What area hurts the most?
Well coming from a person who has by no means tattooed their whole body I can only tell you this, joints tend to kind of suck, ankles, armpits, backs of knees. Basically if the skin is thin it’s going to be more sensitive. Make sure you’ve eaten a good meal ahead of time, and keep granola bars handy for snacking, and for the love of god try not to take any bathroom breaks if you can avoid it. The minute your adrenaline drops, or you get hungry you’re in for a rough time, and it’s time to call it quits on the session. I also believe in sitting as still as absolutely possible, if it’s a sensitive area just bear down and suck it up and sit like a champ. The better you sit the quicker your artist can finish up that spot. They do this for a living; they know that tattooing your armpit doesn’t tickle. So sit still and make their life a bit easier. 

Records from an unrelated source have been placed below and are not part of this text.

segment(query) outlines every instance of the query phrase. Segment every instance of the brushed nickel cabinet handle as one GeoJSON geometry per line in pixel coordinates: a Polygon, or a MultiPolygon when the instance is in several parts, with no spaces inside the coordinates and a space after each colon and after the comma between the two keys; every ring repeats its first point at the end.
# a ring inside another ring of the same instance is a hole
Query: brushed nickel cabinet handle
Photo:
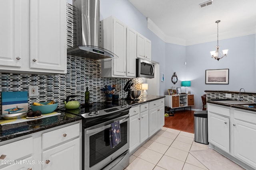
{"type": "Polygon", "coordinates": [[[1,155],[1,156],[0,156],[0,159],[4,159],[6,157],[6,155],[2,154],[2,155],[1,155]]]}

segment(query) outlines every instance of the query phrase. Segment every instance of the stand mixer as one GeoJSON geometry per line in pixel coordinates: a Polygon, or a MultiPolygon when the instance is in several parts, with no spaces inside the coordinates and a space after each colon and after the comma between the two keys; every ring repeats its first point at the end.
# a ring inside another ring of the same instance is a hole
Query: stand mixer
{"type": "Polygon", "coordinates": [[[125,98],[126,100],[131,100],[132,98],[131,98],[130,96],[130,91],[131,90],[131,87],[133,85],[133,82],[131,80],[128,80],[126,84],[124,86],[124,90],[125,92],[128,92],[128,94],[127,94],[127,97],[125,98]]]}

No seriously, didn’t that hurt?
Pain is relative. In the grand scheme of ways I’ve hurt myself... ie. Stubbing a toe on the coffee table, accidentally pinching my tear duct with my nails (don’t ask), or breaking a bone – getting a tattoo is cake.  It’s kind of like getting waxed, yeah it stings for a little bit but nothing unbearable. And honestly once your adrenaline really kicks in, pfft. No problem. I’ve almost fallen asleep getting tattooed. 

Do you regret any of your tattoos?
Nope!  While I love some more than others theres not one I would get rid of. Although one day when I’m rich I would love to work my trio of tramp stamps into a bigger back piece.

Do you think I’m too old to get a tattoo?
No.

What happens when you’re old and wrinkly?
Who gives a fuck? I’ll deal with that when I’m old & wrinkly. 

Which is your favourite tattoo?
My favourite tattoo has to be my Dad’s writing. It’s not the biggest or prettiest or most colorful. But it’s got a buttload of sentimental value. And to everyone who thinks it is a cheesy Maroon 5 tattoo - HA! fooled you! It is both a cheesy Maroon 5 tattoo and a super sentimental tribute and reminder from my Dad that he loved the crap out of me. So all you haters can go suck on that! Muahahaha

How many tattoo’s are you going to get/When will you be done?
Beats me. 

What does your family think of your tattoos?
Well my Mom & Dad paid for my first one, and to this day are pretty much the only people who have tried to get me to almost completely undress in front of strangers to show them my tattoos. Trust me everyone it’s as awkward for me as it is for you.

You’re going to run out of room!
Well that one is more of a statement. But yes I worry about this; tattoo real estate is in high demand especially when you’ve decided you won’t ever get a tattoo you can’t hide by clothes. (Yes, this rules out any face tattoos. Dang)

Tattooing has come a LONG way in the past 20 years, with the quality of artists and skill there is no excuse anymore for shitty tattoos - I got drunk and let my friend tattoo me in a basement is not a legitimate excuse. Don’t be an idiot. Tattoos are becoming more and more common in the work place, and while a giant face tattoo may limit your choices of profession, other more inconspicuously placed tattoos do not. 

The world is your oyster my tattooed friends!
And to all those with virgin skin, I salute you as well.


TL;DR:  I love my tattoos and really don’t give a fig what anyone else thinks.